Muriel Pénicaud met en garde sur l'assurance-chômage

La ministre du Travail presse le patronat de trouver un accord avec les syndicats sous peine de passer en force.

La pression monte un peu plus sur le patronat, qui s'oppose toujours farouchement à la mise sur pied d'un dispositif contraignant pour lutter contre le recours excessif aux contrats courts dans le cadre de la négociation sur la réforme de l'assurance-chômage.

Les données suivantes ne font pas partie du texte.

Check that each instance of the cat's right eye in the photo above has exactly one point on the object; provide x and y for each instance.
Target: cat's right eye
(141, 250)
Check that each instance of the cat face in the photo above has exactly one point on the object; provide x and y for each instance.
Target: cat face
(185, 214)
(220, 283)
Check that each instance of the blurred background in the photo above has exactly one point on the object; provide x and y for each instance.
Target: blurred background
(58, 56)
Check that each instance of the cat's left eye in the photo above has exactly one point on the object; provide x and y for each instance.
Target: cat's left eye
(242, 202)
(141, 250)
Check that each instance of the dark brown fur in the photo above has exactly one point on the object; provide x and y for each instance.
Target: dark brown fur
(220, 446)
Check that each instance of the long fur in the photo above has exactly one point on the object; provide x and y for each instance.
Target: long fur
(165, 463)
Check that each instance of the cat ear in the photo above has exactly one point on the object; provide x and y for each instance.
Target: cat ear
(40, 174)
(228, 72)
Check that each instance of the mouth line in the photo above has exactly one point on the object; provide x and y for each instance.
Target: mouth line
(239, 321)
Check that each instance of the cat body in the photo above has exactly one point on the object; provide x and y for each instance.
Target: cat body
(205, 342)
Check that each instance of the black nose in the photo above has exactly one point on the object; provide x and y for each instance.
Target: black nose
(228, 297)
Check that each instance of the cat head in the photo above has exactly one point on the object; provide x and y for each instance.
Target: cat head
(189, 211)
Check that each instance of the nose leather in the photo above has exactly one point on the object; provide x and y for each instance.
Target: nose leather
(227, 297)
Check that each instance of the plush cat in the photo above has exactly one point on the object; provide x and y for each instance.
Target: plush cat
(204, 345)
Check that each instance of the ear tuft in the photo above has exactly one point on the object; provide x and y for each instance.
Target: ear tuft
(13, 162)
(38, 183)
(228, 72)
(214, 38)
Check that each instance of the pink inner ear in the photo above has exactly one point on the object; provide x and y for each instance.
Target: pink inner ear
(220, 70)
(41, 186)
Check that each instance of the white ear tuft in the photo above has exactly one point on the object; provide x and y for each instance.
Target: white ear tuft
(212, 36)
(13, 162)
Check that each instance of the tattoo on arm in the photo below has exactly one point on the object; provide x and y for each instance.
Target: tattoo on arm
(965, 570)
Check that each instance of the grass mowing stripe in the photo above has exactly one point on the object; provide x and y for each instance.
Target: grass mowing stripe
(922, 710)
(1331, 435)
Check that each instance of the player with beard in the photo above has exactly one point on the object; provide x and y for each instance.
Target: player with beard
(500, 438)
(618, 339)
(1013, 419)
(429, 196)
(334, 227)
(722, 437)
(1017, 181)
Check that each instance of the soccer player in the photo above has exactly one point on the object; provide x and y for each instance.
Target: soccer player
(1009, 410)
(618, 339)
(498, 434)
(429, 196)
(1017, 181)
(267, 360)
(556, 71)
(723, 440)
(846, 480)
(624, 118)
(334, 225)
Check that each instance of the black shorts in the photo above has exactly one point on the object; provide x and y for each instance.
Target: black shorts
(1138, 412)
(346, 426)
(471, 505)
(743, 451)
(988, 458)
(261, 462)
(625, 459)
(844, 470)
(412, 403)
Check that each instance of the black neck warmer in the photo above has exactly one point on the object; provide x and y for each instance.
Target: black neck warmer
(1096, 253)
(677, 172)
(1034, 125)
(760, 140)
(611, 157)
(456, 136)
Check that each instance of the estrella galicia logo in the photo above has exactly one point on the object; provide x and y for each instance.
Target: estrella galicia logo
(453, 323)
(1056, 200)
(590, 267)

«Si les partenaires sociaux trouvent une solution efficace pour diminuer la précarité de l'emploi, on acceptera l'accord. Si ce n'était pas le cas, le gouvernement prendrait alors ses responsabilités sur ce sujet», a réaffirmé dimanche la ministre du Travail, Muriel Pénicaud, lors d'une interview sur BFMTV, cherchant ainsi à donner des assurances aux organisations syndicales. Même si elle s'est toutefois bien gardée de faire explicitement référence à l'imposition d'un système de bonus-malus en tant que tel…

 Dix à douze jours de négociation supplémentaire

Face au positionnement inflexible du patronat lors de la sixième réunion de négociation la semaine dernière, les syndicats avaient en effet appelé le gouvernement à prendre ses responsabilités et à réaffirmer son engagement d'imposer un système de bonus-malus sur les cotisations patronales versées à l'assurance-chômage - une promesse de campagne présidentielle d'Emmanuel Macron - si les entreprises échouaient à trouver une solution satisfaisante elles-mêmes.

«Je suis prête à leur donner dix à douze jours de plus» pour trouver un accord, a par ailleurs indiqué la ministre alors que les partenaires sociaux auraient dû, déjà, boucler les négociations la semaine dernière. La prochaine réunion se tiendra jeudi prochain.